College Research Associate
SpecialisationPhysics
Research interestsSid is a German Research Foundation/DFG Fellow at the Centre for Misfolding Diseases and Maxwell Centre. He is developing a research programme on ultrafast non-dissipative nanofluidic detection of protein-misfolding. He is also a Visiting Researcher at the Single-Molecule Optics group, Leiden Institute of Physics and High Magnetic Field Laboratory, Radboud University. During his postdoctoral research at the Leiden Institute of Physics, he developed a new research line to study persistent current in resistive nanomaterials. The visiting position at Leiden enables him to continue this research. Before moving to Leiden, he was in the Debye Institute of Nanomaterials Science, Utrecht as a Postdoctoral Researcher working on non-dissipative single-molecule detection techniques. He received a PhD in Physics on 'Nanoscale Photonics' from the International Max Planck Research School for Physics of Biological and Complex Systems, Göttingen, Germany.
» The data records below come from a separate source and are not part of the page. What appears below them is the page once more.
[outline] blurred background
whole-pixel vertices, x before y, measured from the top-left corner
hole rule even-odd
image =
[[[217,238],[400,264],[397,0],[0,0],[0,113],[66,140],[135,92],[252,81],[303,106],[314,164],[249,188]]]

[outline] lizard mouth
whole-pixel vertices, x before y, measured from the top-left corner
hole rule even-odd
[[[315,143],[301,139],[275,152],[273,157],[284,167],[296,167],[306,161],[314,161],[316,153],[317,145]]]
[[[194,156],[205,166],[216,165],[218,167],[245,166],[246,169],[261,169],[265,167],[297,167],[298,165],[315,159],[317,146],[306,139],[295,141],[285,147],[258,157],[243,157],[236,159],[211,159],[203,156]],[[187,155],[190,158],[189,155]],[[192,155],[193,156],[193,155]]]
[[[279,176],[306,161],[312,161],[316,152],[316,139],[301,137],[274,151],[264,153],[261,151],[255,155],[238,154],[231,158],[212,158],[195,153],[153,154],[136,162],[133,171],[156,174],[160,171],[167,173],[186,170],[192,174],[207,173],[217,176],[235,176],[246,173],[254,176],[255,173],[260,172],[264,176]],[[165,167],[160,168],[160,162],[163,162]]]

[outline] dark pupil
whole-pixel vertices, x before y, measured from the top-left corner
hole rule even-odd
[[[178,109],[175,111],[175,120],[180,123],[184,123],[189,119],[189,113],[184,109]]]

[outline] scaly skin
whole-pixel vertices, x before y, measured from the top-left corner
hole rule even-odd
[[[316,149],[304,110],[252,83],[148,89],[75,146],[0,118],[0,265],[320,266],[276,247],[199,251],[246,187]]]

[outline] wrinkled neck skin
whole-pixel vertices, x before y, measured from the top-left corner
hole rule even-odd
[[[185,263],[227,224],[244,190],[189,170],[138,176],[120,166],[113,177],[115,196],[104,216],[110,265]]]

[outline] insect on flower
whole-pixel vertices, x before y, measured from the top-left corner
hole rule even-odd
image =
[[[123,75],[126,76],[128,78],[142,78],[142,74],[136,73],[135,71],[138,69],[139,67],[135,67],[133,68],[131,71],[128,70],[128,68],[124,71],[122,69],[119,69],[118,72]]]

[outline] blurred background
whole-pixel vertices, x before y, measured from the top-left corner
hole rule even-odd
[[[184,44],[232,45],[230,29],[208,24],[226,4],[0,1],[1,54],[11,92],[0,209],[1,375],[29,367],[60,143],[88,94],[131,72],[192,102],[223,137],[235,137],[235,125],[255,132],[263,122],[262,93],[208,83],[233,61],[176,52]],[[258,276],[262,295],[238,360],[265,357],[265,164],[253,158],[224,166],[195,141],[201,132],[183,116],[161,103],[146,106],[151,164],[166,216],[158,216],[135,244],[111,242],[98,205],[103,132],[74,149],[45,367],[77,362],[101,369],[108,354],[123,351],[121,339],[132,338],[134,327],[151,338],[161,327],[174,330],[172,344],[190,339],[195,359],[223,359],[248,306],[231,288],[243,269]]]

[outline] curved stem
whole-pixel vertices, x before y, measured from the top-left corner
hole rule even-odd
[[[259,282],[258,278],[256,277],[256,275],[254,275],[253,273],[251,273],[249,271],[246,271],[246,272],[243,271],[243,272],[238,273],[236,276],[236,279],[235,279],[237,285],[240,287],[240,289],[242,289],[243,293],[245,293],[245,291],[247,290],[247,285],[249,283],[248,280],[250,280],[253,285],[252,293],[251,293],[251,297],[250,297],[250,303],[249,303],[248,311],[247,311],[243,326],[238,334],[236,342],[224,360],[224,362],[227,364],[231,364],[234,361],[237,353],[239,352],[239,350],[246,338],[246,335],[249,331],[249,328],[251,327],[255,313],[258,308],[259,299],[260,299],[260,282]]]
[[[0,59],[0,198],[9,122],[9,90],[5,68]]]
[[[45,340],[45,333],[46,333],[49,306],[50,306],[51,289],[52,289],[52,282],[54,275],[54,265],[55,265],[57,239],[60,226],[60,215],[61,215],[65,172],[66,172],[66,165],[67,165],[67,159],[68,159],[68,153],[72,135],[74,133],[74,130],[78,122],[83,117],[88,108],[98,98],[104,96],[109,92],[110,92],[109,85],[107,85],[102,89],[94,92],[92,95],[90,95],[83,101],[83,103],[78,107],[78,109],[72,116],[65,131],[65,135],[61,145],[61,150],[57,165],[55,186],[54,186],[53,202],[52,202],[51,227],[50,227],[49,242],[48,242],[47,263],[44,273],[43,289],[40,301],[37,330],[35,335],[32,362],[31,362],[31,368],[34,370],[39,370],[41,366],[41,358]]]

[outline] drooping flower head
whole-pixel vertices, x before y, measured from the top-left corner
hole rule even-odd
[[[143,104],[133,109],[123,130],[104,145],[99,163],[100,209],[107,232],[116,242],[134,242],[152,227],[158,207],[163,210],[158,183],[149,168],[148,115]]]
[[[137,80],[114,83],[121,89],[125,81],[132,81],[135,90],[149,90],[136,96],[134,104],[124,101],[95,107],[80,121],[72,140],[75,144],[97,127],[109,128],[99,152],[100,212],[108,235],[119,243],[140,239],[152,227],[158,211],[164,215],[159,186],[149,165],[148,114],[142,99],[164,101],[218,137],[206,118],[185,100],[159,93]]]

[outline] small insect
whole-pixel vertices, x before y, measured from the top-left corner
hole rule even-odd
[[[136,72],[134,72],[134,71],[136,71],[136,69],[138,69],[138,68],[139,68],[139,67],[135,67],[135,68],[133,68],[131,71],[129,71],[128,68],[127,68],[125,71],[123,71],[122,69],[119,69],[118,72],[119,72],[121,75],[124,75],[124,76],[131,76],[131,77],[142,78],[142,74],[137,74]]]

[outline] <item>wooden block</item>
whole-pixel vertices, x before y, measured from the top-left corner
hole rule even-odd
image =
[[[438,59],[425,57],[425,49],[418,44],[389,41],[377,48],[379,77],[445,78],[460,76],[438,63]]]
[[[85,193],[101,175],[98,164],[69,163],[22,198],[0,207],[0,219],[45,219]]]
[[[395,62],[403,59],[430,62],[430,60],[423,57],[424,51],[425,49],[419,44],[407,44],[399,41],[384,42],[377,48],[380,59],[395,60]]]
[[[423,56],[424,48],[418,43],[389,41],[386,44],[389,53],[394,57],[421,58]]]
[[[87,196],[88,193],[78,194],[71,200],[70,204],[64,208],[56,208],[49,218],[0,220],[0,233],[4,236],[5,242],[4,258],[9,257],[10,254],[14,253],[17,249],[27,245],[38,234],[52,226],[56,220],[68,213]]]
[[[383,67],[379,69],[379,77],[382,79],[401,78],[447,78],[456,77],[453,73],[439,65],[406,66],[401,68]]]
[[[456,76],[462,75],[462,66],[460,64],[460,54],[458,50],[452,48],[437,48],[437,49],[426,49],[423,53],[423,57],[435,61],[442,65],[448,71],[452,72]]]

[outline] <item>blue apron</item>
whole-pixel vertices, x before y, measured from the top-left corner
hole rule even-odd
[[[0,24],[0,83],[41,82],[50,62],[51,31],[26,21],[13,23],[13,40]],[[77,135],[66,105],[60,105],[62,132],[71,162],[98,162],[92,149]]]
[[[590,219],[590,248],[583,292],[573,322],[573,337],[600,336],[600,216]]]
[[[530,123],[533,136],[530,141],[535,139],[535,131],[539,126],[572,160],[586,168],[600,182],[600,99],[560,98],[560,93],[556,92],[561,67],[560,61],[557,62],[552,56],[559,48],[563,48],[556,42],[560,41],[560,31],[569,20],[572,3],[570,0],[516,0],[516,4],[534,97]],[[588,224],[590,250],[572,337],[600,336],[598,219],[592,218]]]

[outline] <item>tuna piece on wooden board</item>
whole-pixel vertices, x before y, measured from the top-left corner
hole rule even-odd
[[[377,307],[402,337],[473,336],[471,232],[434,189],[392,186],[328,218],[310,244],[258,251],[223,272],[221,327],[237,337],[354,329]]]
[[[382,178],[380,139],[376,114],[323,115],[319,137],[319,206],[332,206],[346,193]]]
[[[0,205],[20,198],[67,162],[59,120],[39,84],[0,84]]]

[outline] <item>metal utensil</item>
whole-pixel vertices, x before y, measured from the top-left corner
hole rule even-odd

During his PhD, he has developed methods on single-molecule nanofluidics and light-matter interaction in nanostructures. He has an MPhil in Mechanical Engineering from the University of Birmingham, UK where he worked on AFM correlated electron microscopy technique for contact-free nanotribological characterisation of complex collagen networks of articular cartilage. Before that, he was a Junior Research Fellow in the Indian Institute of Science, Bangalore where he developed a single-photon lithography technique to fabricate high-aspect-ratio nanostructures for nanomechanical sensing. His research interests are experimental and theoretical nanophotonics, nanofluidics, nanomechanics, nanofabrications and didactic teaching. He is keen on developing an open platform of liberal arts for curiosity-driven research and studying a student dependent customised supervision methods, which turned into as Open Academic Research. Overleaf has awarded him an Overleaf Advisor position for his contribution to collaborative research communication.